The Zohar - Jan 15th 2007

Look in the Mirror

The Zohar says the best years of Jacob's life were those spent living in exile in Egypt for 17 years.
The name of Egypt in Hebrew is mitzrayim. It also means narrow or problem. The Zohar is teaching us that Jacob was most alive when he was facing his problems and his garbage head on.

Our tendency is to want to get rid of problems, to solve them on the spot. But as Jacob is teaching us, our garbage is also our blessing. Pain and struggle lead us to seek more, to give more, and to reveal more. In fact, this is how most people take their first step onto the spiritual path.

The Zohar is not saying wallow in depression and feel sorry for yourself. That comes when we don't face our problems. But it is teaching us that when we confront our deepest fears and negative beliefs and behaviors, we uncover the spark of Light hiding beneath the harsh exterior of the circumstance. Kabbalists refer to it as revealing the concealed.

The longer we look at ourselves in the mirror, the faster our ugliness becomes beautiful.

It reminds me of a story my mother (and teacher) Karen Berg tells. It is of a man sitting in a field enjoying the sun when suddenly he is bitten on the hand by a lizard. As his hand starts to throb with pain, he walks to a nearby river and sticks his hand in to soak it. While sitting there, he notices a man drowning. He dives in, grabs hold of the man, and pulls him to shore.
"Thank you. You saved my life!" the man exclaims. "You should thank the lizard that bit my hand," the bitten man replied.
Many times chaos/challenges occur, and we should see them as opportunities to express the Light. So when we help others and they thank us, we can think, "Don't thank me. Thank the Light that I was allowed to reveal."

A problem is only a problem because we think it is. It's all how we look at it. This week we can see the blessing our pain is presenting us. We only need the courage to look.
All the best,
Yehuda

Buddy, I can relate to this. I remember going to bed right after we all hug and wish each other a happy New Year, that I was thinking why do things like this happens to me. I was not feeling sorry for myself but I was thinking in the last year and how I dragged people that I love into my drama. I took a resolution not to allow drama like this come again into my life. But I read this message from you and I remember this dear friend who left me a message on Friday in which he told me that it was not the best week of his life last week,

I remember leaving a message in his cell phone trying to encourage him to keep going and to look at every thing that come his way as a blessing. I know it is pretentious of me to compare his problems to mine. But what do we gain by feeling misarable instead of take responsibility for our life and feel more inpowered to change things around in our life.

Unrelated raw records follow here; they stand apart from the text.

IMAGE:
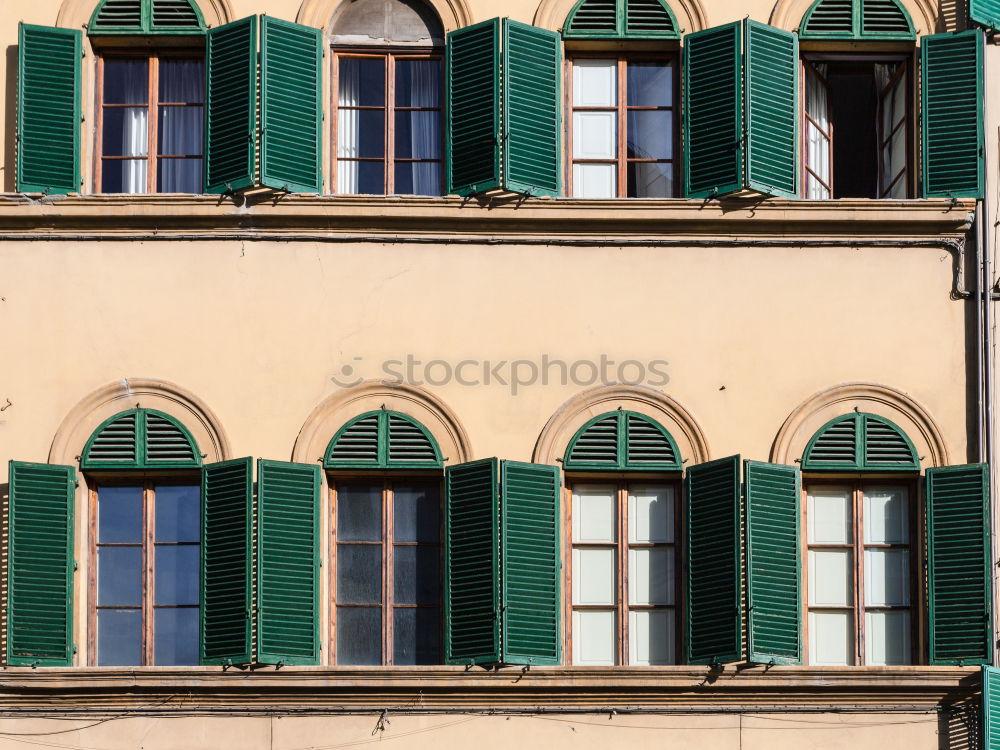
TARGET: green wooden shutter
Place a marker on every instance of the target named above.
(951, 67)
(287, 563)
(472, 74)
(48, 109)
(714, 622)
(291, 107)
(530, 563)
(774, 572)
(532, 133)
(227, 562)
(231, 106)
(958, 565)
(472, 563)
(40, 565)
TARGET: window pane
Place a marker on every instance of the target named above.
(178, 513)
(175, 636)
(119, 637)
(417, 575)
(177, 573)
(359, 512)
(415, 636)
(594, 638)
(651, 637)
(119, 576)
(359, 635)
(119, 514)
(359, 573)
(594, 576)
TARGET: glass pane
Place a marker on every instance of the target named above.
(359, 573)
(176, 574)
(594, 83)
(359, 635)
(416, 513)
(417, 575)
(650, 84)
(119, 576)
(594, 638)
(126, 81)
(175, 636)
(830, 636)
(418, 83)
(415, 636)
(651, 637)
(359, 512)
(594, 513)
(594, 576)
(829, 578)
(119, 637)
(119, 514)
(178, 513)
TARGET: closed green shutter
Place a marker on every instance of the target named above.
(231, 107)
(472, 563)
(951, 67)
(530, 563)
(714, 622)
(287, 563)
(291, 87)
(48, 109)
(40, 565)
(958, 565)
(227, 562)
(774, 573)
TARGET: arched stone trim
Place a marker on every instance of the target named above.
(454, 14)
(577, 411)
(691, 15)
(787, 14)
(893, 404)
(334, 412)
(127, 393)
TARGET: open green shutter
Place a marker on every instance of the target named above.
(951, 69)
(774, 572)
(287, 563)
(291, 87)
(532, 69)
(531, 563)
(958, 565)
(48, 109)
(231, 106)
(714, 621)
(40, 565)
(226, 562)
(472, 563)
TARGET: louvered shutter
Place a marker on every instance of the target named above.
(40, 565)
(472, 563)
(714, 622)
(291, 57)
(774, 572)
(231, 106)
(951, 67)
(287, 563)
(958, 565)
(530, 563)
(227, 562)
(48, 109)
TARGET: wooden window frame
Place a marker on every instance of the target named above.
(390, 56)
(622, 109)
(857, 484)
(621, 545)
(153, 56)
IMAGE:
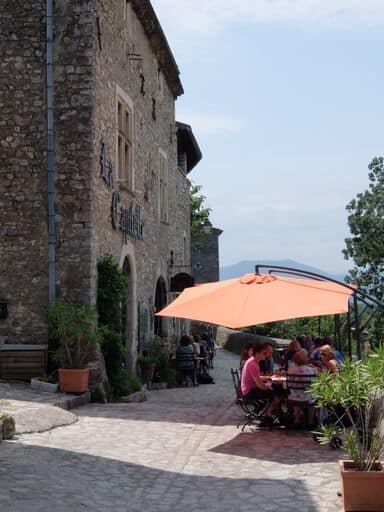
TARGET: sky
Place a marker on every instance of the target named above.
(285, 98)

Buddy, this is me thanking you for the good and the bad. I guess there is a lot of people out there not willing to keep going with me since I bring more misery than happiness. Love has always been a driving force for me. I apoligized to every one that I brought more misery than pleasure. It was not my intetions. It was love what I always wanted to give. Then again, I have noticed a problem with perception when it comes to me and me interactive with others. I promised to work on this and other of my short comings. Then again, I always tell people that I am a work in progress. Feed back is welcome, I do accept even the one that is given with resement and anger. Because it takes 2 to tango and the sooner I take my reponsibility the faster I will able to change things around or improove for the better.